Rollet also enjoys teaching. He has been a teaching assistant for microeconomics and international trade courses and has built an impressive writing repertoire explaining complex concepts in several fields. In high school, one of Rollet’s hobbies was writing quantum theory explainers on the internet for general audiences. Some publishers found his writing and contacted him about turning it into a book. The book was published, and has sold more than 14,000 copies. As a college student, Rollet worked on two books: one on game theory for general audiences, and an intro to economics textbook that two professors recruited him to co-author. It’s still the standard textbook at École Polytechnique today. “It was my Covid activity,” Rollet laughs.
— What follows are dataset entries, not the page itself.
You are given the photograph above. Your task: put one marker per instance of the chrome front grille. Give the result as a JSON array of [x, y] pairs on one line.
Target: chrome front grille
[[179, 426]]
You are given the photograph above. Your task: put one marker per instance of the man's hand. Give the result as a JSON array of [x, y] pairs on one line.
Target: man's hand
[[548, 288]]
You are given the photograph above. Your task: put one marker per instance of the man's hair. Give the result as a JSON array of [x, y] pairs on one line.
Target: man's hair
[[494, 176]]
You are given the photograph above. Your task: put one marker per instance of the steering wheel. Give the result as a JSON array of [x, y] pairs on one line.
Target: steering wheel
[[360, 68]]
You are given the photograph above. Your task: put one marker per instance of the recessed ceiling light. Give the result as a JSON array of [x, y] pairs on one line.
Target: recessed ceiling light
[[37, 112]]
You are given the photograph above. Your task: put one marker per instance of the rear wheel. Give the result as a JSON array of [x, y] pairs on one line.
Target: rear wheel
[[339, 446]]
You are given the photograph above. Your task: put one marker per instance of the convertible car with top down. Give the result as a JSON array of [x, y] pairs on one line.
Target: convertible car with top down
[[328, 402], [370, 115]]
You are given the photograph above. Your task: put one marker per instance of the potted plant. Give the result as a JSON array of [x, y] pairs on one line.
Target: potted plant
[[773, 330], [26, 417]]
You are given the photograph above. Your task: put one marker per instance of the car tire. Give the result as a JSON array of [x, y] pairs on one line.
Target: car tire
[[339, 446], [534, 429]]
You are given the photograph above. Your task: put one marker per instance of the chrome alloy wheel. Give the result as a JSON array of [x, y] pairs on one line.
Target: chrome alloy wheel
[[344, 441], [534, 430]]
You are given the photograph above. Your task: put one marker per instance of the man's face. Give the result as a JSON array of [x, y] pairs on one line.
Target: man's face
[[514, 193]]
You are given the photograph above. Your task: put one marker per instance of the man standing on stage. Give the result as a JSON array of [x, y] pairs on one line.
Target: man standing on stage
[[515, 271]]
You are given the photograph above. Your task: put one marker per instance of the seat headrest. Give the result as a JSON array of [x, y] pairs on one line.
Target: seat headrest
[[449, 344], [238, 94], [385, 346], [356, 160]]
Looking forward, Rollet aims to pursue a career in research and teaching. His immediate goal remains clear: develop research that meaningfully impacts policy, by shedding light on how cities can overcome constraints and evolve in ways that better serve their residents. He’s excited about how, in the future, more fine-grained and detailed data sources could shed light on how micro behavior can lead to macro outcomes.
"Housing and cities — these markets are failing in important ways in many parts of the world. There’s real potential for policy to improve things.”